I just have to say that this Dessert Ban may likely kill me!!  I’m having a really hard time with it!  Everyone gets more excited about treats than they do boring ol’ dinner choices.  Especially after my 1,587,923rd Italian posts.  So I’ve been bringing treats to let everyone know that I haven’t lost my sweet tooth or desire for making baked good.  But it’s backfiring on me!!  Like there may be a revolution if I don’t post some recipes STAT (cinnamon rolls, cookie dough bites, chunky monkey muffins….).  I promise they will appear soon!

So once again we have another Italian dinner option for you.  I’ve always loved anything parmigiana, so why not try to Zone it.  I baked this to keep it lower on the Fat factor, but frying it up with a little bacon fat or olive oil would be quite tasty as well!  Enjoy!


Baked Eggplant Parmigiana

Serves 4-5 ~ 2.7P, 1.2C, 3.2F

  • One Eggplant, sliced
  • 1 egg
  • 1/4 c. Coconut Flour
  • 1 c. Almond Flour
  • 1 c. mozzarella (optional)
  • 1/2 c. marinara sauce


  1. Place each eggplant slice in coconut flour, lightly coating them.
  2. Coat each slice in egg.
  3. Coat each slice in Almond Flour and place in a greased 9×13 pan.
  4. Bake at 350 degrees for 20 minutes.
  5. Top each slice with 1 Tbsp. of marinara sauce.
  6. Top with 1.5 Tbsp. mozzarella.
  7. Bake an additional 15-20 minutes.
  8. Serve on top of  1/2 c.

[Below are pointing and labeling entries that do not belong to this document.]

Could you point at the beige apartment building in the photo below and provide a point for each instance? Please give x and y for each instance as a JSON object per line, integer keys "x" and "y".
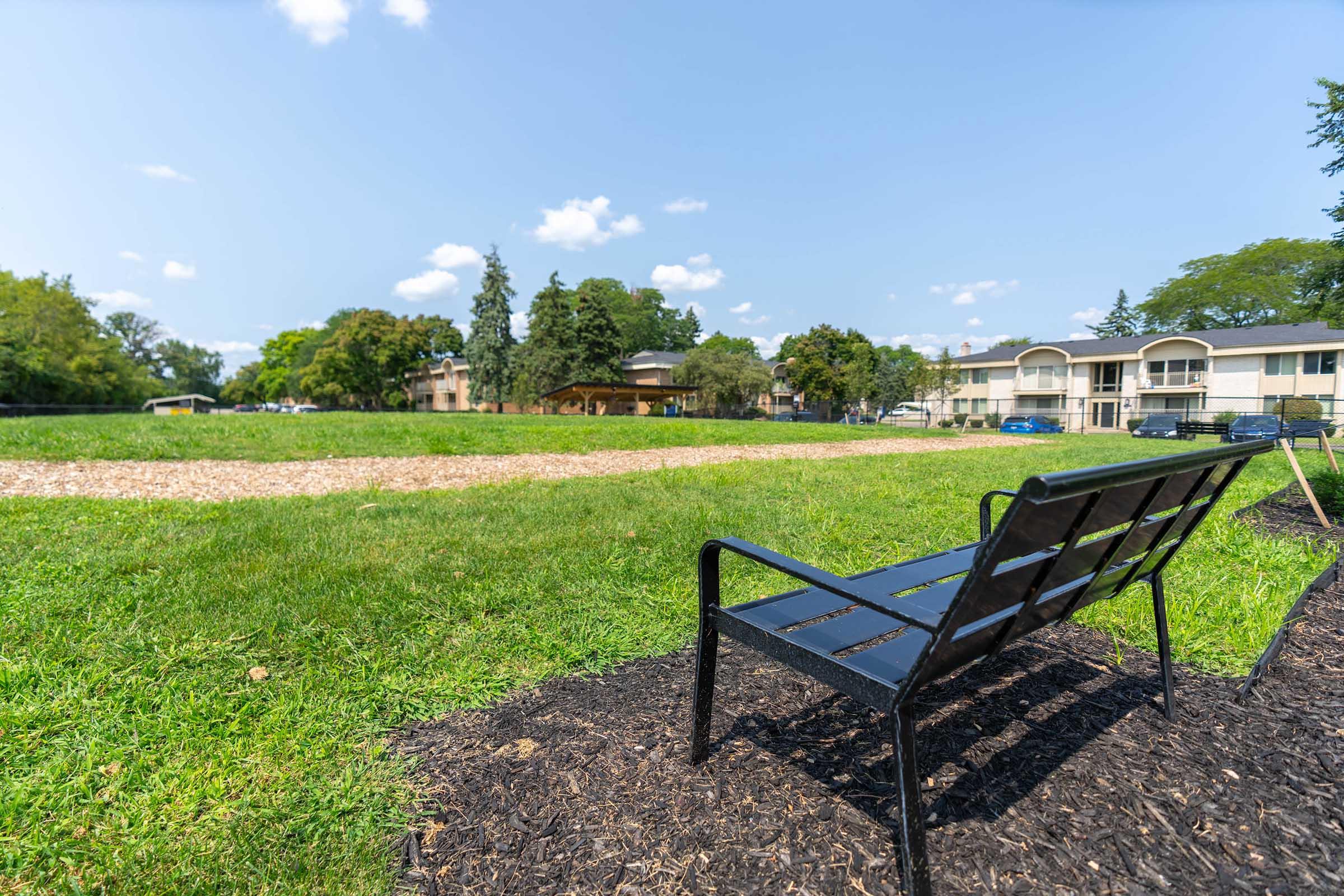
{"x": 1099, "y": 385}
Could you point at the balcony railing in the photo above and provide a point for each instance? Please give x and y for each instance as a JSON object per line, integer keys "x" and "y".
{"x": 1170, "y": 381}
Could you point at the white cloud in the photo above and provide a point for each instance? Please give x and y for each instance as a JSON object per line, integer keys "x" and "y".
{"x": 413, "y": 14}
{"x": 686, "y": 204}
{"x": 320, "y": 21}
{"x": 122, "y": 298}
{"x": 519, "y": 325}
{"x": 227, "y": 347}
{"x": 165, "y": 172}
{"x": 769, "y": 347}
{"x": 578, "y": 225}
{"x": 427, "y": 287}
{"x": 675, "y": 278}
{"x": 176, "y": 270}
{"x": 455, "y": 255}
{"x": 969, "y": 293}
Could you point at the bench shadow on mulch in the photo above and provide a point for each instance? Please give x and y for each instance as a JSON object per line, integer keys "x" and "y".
{"x": 1049, "y": 770}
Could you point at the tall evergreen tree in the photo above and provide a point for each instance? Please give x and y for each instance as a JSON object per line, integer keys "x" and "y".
{"x": 552, "y": 354}
{"x": 489, "y": 348}
{"x": 597, "y": 338}
{"x": 1121, "y": 321}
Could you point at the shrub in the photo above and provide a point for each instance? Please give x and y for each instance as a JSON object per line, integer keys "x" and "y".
{"x": 1299, "y": 409}
{"x": 1329, "y": 492}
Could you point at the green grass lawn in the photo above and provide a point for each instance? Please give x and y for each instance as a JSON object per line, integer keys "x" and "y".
{"x": 140, "y": 758}
{"x": 303, "y": 437}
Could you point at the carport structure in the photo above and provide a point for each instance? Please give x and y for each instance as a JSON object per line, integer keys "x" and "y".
{"x": 609, "y": 393}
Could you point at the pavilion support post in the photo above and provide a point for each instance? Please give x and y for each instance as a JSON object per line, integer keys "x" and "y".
{"x": 1307, "y": 487}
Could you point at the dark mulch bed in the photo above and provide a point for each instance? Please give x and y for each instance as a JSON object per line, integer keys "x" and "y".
{"x": 1049, "y": 770}
{"x": 1288, "y": 512}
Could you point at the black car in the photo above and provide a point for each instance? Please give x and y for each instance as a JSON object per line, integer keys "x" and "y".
{"x": 1158, "y": 426}
{"x": 1249, "y": 428}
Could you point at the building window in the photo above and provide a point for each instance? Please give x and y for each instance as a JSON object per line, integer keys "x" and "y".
{"x": 1280, "y": 365}
{"x": 1318, "y": 363}
{"x": 1179, "y": 372}
{"x": 1045, "y": 376}
{"x": 1107, "y": 376}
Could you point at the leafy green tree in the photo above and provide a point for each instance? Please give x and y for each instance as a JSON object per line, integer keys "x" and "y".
{"x": 489, "y": 348}
{"x": 1123, "y": 320}
{"x": 54, "y": 352}
{"x": 898, "y": 375}
{"x": 550, "y": 355}
{"x": 731, "y": 344}
{"x": 138, "y": 335}
{"x": 1265, "y": 282}
{"x": 190, "y": 368}
{"x": 241, "y": 389}
{"x": 366, "y": 361}
{"x": 1326, "y": 282}
{"x": 831, "y": 366}
{"x": 597, "y": 338}
{"x": 725, "y": 378}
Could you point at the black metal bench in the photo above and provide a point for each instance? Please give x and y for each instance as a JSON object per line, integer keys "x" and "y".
{"x": 1066, "y": 540}
{"x": 1190, "y": 429}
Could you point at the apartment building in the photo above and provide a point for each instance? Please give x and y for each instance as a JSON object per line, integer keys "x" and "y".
{"x": 1097, "y": 385}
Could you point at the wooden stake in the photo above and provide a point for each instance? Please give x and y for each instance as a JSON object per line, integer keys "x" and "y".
{"x": 1301, "y": 480}
{"x": 1329, "y": 452}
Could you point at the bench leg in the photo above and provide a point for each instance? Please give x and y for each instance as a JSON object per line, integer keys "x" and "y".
{"x": 1164, "y": 648}
{"x": 914, "y": 856}
{"x": 706, "y": 656}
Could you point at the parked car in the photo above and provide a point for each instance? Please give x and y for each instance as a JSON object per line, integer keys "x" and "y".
{"x": 1249, "y": 428}
{"x": 1158, "y": 426}
{"x": 1033, "y": 423}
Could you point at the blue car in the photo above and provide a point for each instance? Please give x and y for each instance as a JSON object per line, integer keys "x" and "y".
{"x": 1249, "y": 428}
{"x": 1033, "y": 423}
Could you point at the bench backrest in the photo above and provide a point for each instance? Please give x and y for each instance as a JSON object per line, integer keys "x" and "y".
{"x": 1070, "y": 539}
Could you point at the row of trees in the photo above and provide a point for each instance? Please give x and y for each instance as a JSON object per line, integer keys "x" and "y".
{"x": 54, "y": 351}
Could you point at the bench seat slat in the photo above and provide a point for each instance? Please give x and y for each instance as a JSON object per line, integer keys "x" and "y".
{"x": 795, "y": 608}
{"x": 892, "y": 660}
{"x": 844, "y": 632}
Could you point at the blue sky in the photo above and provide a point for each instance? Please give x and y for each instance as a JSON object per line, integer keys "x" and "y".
{"x": 924, "y": 172}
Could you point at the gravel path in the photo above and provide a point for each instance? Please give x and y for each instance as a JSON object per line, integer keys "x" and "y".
{"x": 227, "y": 480}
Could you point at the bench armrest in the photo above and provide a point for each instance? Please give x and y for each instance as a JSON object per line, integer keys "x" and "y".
{"x": 812, "y": 575}
{"x": 984, "y": 510}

Marinara & 1 c. Spaghetti Squash (add 1.5C, 2F).  Fat depends on marinara…I used an all natural sauce that had some higher fat content, but homemade marinara will lower the fat content dramatically!!  So, these numbers are on the “close-enough” camp!!  Also, feel free to add more cheese to balance out the protein.
  9. Enjoy!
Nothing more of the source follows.